L’Europe entre dans une nouvelle ère de régulation de l’intelligence artificielle. En 2024, l’Union européenne (UE) a adopté le règlement sur l’intelligence artificielle (AI Act) – première tentative globale d’encadrer ces technologies – tandis que le Conseil de l’Europe a négocié une convention reliant l’intelligence artificielle aux droits humains et à l’Etat de droit. La Suisse n’est pas soumise au règlement de l’UE, mais elle a signé la convention du Conseil de l’Europe et réfléchit à la manière d’encadrer l’intelligence artificielle au niveau national. Le Conseil fédéral devrait présenter son approche d’ici à fin 2026.
Parallèlement, l’UE mettra progressivement en œuvre son Pacte sur la migration et l’asile à partir de juin 2026. L’AI Act prévoit déjà l’utilisation de l’intelligence artificielle dans la gestion des frontières et des procédures d’asile, notamment pour aider les autorités à évaluer des éléments de preuve. La Suisse ne fait pas partie du Pacte dans son ensemble, mais son association aux systèmes de Schengen et de Dublin implique qu’elle reprendra certaines mesures liées à ces accords.
Pour l’instant, rien n’indique que la Suisse envisage d’utiliser directement l’intelligence artificielle en matière d’asile. L’approche fédérale en matière d’IA s’est concentrée, de manière générale, sur l’innovation, la protection des droits fondamentaux et la confiance du public dans l’usage de ces technologies. Cela dit, l’approche nationale évoluant souvent en parallèle des tendances européennes, il est légitime de s’interroger sur les implications de l’intelligence artificielle dans ces procédures.
Les débats sur l’intelligence artificielle évoquent à la fois des bénéfices et des risques. Les partisans soulignent des gains d’efficacité administrative, tandis que les critiques mettent en garde contre les biais, l’opacité des systèmes algorithmiques et certaines formes intrusives de collecte et de partage de données. Pour ces raisons, l’AI Act classe l’utilisation de l’IA dans les procédures d’asile et le contrôle des frontières comme «à haut risque».
Une chose frappe: plusieurs risques associés à l’intelligence artificielle dans le domaine de l’asile révèlent des failles déjà signalées par des praticiens, des chercheurs et des militants – y compris par des personnes ayant elles-mêmes vécu une procédure d’asile. Biais, intrusions dans la vie privée, manque de transparence et effets négatifs d’une recherche d’efficacité administrative dans un contexte de forte pression institutionnelle: ces risques sont depuis longtemps documentés.
Les évaluations de la vraisemblance obligent les autorités à interpréter des récits à travers des cadres culturels qui ne correspondent pas toujours à la manière dont les requérant·es d’asile décrivent leurs expériences. Ce décalage est particulièrement visible dans les demandes fondées sur l’orientation sexuelle, l’identité de genre, l’expression de genre ou les caractéristiques sexuelles (OSIEGCS), où les attentes quant à la manière dont l’identité doit être exprimée reflètent souvent des présupposés eurocentriques.

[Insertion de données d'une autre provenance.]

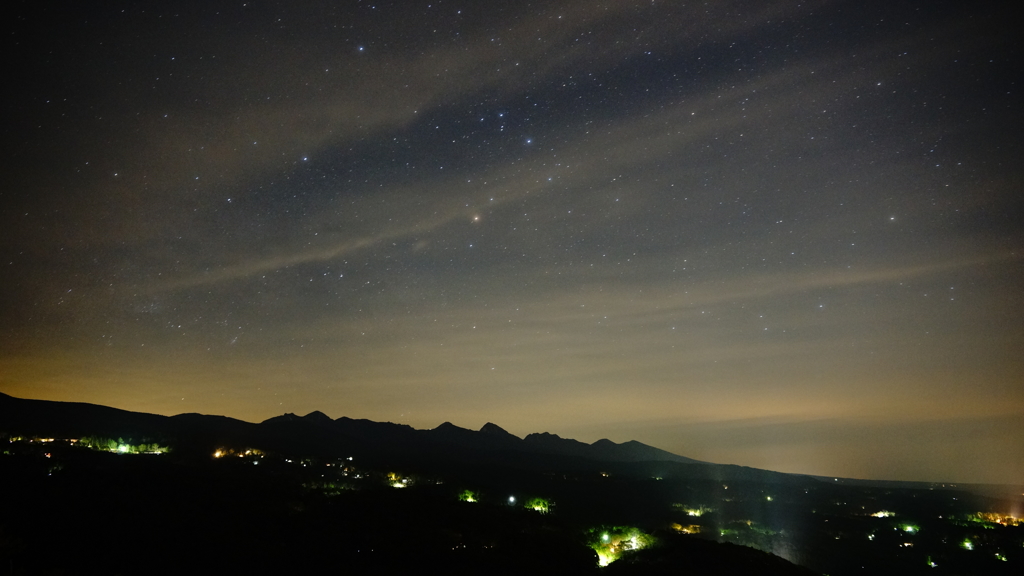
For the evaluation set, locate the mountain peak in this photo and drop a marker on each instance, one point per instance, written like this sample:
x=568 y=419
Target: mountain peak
x=317 y=417
x=495 y=429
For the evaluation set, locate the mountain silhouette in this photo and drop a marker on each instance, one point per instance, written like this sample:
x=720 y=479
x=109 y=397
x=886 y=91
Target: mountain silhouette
x=317 y=435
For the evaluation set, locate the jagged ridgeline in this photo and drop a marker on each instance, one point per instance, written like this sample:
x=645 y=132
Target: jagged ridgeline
x=304 y=494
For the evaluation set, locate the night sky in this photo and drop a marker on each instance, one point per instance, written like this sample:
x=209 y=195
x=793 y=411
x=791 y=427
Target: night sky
x=784 y=235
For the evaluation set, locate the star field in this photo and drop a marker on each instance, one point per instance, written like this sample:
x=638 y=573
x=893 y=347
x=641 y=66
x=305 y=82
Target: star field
x=779 y=235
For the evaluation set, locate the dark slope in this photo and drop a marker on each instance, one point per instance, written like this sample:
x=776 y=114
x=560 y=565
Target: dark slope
x=317 y=435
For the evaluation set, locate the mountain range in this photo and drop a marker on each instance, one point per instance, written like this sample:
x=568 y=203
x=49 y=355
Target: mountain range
x=317 y=435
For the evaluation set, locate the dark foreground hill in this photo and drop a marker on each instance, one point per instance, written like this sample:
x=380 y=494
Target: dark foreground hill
x=148 y=494
x=315 y=435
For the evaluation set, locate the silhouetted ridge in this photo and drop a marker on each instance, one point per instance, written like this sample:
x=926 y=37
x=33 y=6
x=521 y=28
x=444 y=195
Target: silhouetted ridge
x=318 y=417
x=495 y=429
x=287 y=417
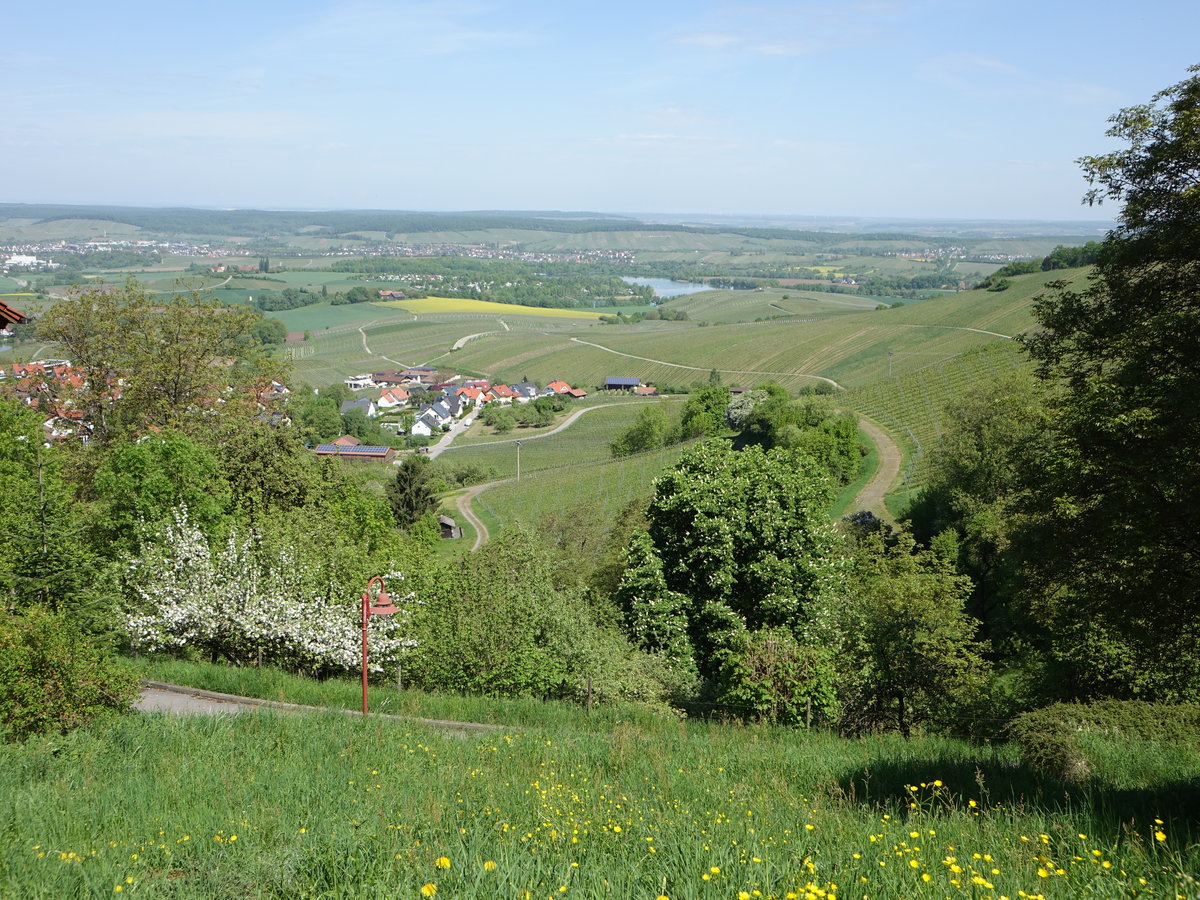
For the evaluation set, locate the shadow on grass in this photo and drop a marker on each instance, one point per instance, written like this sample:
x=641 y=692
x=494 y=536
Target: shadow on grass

Ces entretiens comportent aussi une dimension d’intrusion dans la vie privée, à travers des questions parfois très intimes sur la vie personnelle.

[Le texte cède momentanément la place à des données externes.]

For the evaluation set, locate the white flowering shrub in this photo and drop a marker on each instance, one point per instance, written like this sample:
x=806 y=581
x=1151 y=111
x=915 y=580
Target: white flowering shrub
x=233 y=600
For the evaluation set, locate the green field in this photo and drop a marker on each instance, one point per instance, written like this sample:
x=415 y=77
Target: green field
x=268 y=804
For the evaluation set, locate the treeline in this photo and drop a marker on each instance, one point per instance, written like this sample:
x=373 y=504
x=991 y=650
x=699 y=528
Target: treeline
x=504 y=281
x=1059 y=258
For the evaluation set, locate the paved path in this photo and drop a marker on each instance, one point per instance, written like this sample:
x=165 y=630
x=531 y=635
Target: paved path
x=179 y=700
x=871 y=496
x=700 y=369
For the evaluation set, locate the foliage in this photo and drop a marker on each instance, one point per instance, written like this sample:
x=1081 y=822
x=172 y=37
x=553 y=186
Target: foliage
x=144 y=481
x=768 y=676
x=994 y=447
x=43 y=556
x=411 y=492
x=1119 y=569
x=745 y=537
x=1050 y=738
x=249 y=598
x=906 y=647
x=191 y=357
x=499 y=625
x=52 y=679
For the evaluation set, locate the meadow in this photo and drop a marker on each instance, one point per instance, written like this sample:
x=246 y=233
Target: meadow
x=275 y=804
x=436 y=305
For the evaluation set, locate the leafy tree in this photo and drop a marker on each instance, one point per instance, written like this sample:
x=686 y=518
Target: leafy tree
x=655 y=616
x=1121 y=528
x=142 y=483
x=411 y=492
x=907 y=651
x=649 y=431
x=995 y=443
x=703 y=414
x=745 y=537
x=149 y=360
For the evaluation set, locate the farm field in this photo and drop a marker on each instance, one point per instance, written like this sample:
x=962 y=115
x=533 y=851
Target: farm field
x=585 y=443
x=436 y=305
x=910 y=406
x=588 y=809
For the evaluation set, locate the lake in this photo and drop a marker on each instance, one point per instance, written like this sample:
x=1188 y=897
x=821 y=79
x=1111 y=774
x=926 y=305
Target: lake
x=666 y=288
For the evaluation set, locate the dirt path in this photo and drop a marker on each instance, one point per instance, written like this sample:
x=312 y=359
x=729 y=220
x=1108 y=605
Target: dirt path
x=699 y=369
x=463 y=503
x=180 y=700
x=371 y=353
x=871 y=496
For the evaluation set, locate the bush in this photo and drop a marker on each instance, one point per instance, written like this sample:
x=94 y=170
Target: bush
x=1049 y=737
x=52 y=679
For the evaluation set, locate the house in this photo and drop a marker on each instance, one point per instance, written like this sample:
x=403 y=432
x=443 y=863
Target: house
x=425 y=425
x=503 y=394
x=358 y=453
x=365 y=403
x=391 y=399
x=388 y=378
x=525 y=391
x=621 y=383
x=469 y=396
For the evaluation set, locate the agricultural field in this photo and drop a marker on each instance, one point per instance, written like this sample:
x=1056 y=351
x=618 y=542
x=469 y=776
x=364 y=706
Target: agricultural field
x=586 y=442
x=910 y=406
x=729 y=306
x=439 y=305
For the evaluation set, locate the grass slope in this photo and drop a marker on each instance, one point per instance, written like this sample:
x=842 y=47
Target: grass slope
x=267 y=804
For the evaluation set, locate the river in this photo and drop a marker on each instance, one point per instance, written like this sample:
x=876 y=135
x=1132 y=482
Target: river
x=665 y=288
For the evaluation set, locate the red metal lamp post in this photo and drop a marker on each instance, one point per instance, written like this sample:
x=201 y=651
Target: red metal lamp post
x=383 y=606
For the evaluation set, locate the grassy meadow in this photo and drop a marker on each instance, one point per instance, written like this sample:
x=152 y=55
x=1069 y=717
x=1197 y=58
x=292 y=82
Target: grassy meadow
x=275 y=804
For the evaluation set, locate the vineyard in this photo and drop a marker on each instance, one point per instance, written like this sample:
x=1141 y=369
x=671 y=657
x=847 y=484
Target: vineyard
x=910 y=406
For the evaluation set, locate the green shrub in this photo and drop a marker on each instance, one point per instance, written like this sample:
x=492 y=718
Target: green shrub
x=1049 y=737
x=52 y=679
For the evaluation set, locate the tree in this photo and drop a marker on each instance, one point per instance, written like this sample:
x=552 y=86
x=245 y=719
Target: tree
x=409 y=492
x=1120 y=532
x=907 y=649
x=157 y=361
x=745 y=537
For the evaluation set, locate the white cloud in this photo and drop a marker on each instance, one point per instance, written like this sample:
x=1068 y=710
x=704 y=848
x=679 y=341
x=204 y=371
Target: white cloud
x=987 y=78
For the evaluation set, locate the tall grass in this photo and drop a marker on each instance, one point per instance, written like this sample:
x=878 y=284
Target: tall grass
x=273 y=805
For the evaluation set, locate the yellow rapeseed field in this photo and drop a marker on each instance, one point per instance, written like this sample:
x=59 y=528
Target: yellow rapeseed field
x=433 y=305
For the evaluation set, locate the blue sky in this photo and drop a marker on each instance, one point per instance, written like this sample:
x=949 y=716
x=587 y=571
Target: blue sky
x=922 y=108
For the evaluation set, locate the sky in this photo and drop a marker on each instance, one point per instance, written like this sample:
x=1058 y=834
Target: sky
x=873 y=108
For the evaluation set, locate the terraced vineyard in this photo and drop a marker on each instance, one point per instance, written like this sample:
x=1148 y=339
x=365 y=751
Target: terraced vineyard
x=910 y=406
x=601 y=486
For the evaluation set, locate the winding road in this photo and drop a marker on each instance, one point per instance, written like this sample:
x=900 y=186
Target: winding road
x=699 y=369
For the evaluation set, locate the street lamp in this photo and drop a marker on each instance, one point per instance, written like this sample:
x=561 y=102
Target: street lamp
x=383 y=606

L’intelligence artificielle est présentée comme un moyen d’accroître l’efficacité des procédures. Des décisions plus rapides pourraient réduire les effets de longues périodes d’incertitude, qui pèsent sur la santé mentale des requérant·es d’asile. Mais les autorités en charge de l’asile travaillent déjà sous forte pression pour traiter un grand nombre de dossiers. Elles s’appuient sur des raisonnements standardisés et des catégories de preuve simplifiées pour gérer leur charge de travail. Dans ce contexte, la distance administrative dans le traitement des dossiers – et des personnes qui se trouvent derrière ces dossiers – est aussi une conséquence des contraintes institutionnelles auxquelles sont confrontées les autorités compétentes. Par ailleurs, de l’extérieur, il peut être difficile de comprendre précisément comment certaines décisions sont prises ou quels éléments ont été jugés déterminants dans l’évaluation d’un dossier.
Ainsi, le débat sur l’intelligence artificielle dans les procédures d’asile ne concerne pas seulement l’idée de machines remplaçant l’échange et le jugement humains. Il invite aussi à s’interroger sur la manière dont ces procédures fonctionnent déjà.
L’intelligence artificielle ne transformera pas, à elle seule, le système d’asile. Elle s’inscrit dans un mouvement plus large. En Europe, des réformes ont déjà limité l’accès aux procédures d’asile et restreint les droits des personnes en quête de protection. Les nouvelles technologies risquent alors moins de bouleverser le système que d’en renforcer les tendances à l’œuvre.